Chemical feedstock — Hydrogen is already widely used as a chemical feedstock for many industrial processes, such as oil refining and ammonia production. Although hydrogen is extremely abundant, it’s not found in nature as an isolated element. Hydrogen must be extracted from compounds in an energy-intensive process and unfortunately, most of the hydrogen in Australia (and the rest of the world) is extracted from fossil fuel sources, resulting in carbon emissions. Because it’s produced from fossil fuel sources, it is called grey hydrogen. By replacing grey hydrogen with green hydrogen, Australia can decarbonise processes that are already heavily hydrogen dependent.

Steel manufacturing — Steel is a primary material used in construction, manufacturing, and transport. Manufacturing steel typically involves using carbon as a reducing agent to remove oxygen from iron ore — a process that creates CO2 emissions. This emission heavy process could be significantly decarbonised by replacing carbon with green hydrogen as the reducing agent.

Apart from serving as the reducing agent, hydrogen can also be the fuel source to generate the high process heat needed for steel production.

A steel production process using green hydrogen as the fuel source and reducing agent is currently being developed in Sweden with the aim of developing a commercial scale process for fossil-free steel around 2026. The first batch has already been produced in the pilot plant.

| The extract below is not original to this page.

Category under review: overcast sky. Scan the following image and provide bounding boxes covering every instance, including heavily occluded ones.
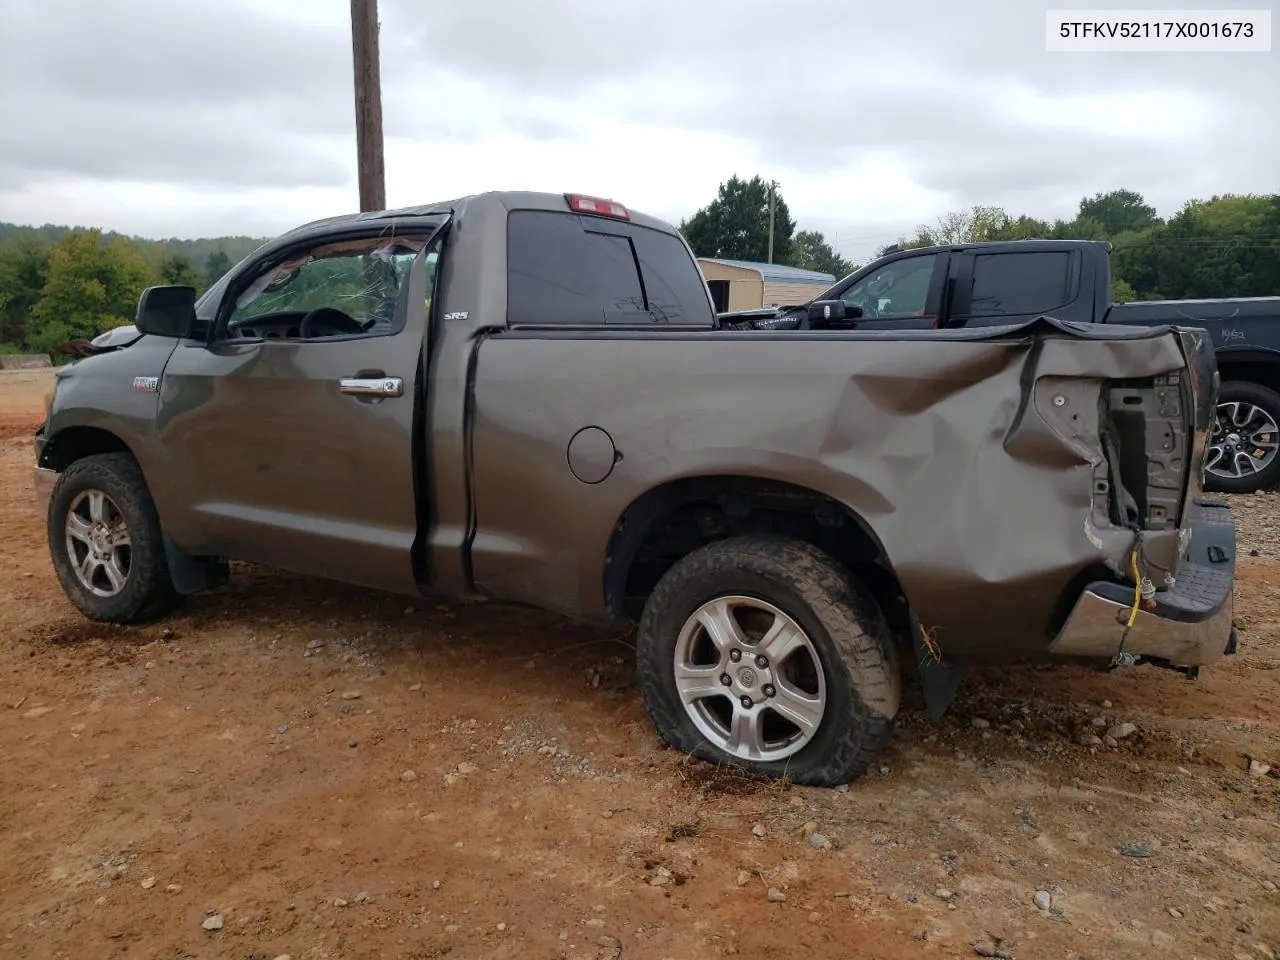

Transportation fuel — Hydrogen can play a role in aviation and long-haul shipping. Given its drawbacks, it seems unlikely that pure hydrogen will be widely adopted for commercial aviation. Airports would need to build new airport infrastructure to accommodate hydrogen storage. The low energy density of hydrogen gas means that using it as a fuel source aboard planes would require heavy and complex storage and an increase in the size of aeroplanes. Considering these costs it seems much more likely that hydrogen will be used as a precursor ingredient to produce synthetic jet fuel.

Shipping, on the other hand, doesn’t encounter the same problems as aviation when facing hydrogen’s low energy density. By using green hydrogen to power gas turbines or fuel cells, the shipping industry can drastically reduce its greenhouse gas emissions.

A 100% clean-energy economy requires a radical transformation of both demand-side and supply-side behaviour. While there is still a need for innovative development to fully realize this future energy mix, many technologies are already available today. Through energy efficiency improvements, electrification, and the adoption of renewable energy, businesses and organizations can make leaps toward reaching their own decarbonisation goals… achievements that will play into the broader narrative of Australia’s journey to net-zero emissions.

With low carbon technologies and solutions available today, it requires the will of people and businesses to create Australia’s energy future — a future that will establish economic prosperity, energy security, and a thriving legacy for our country.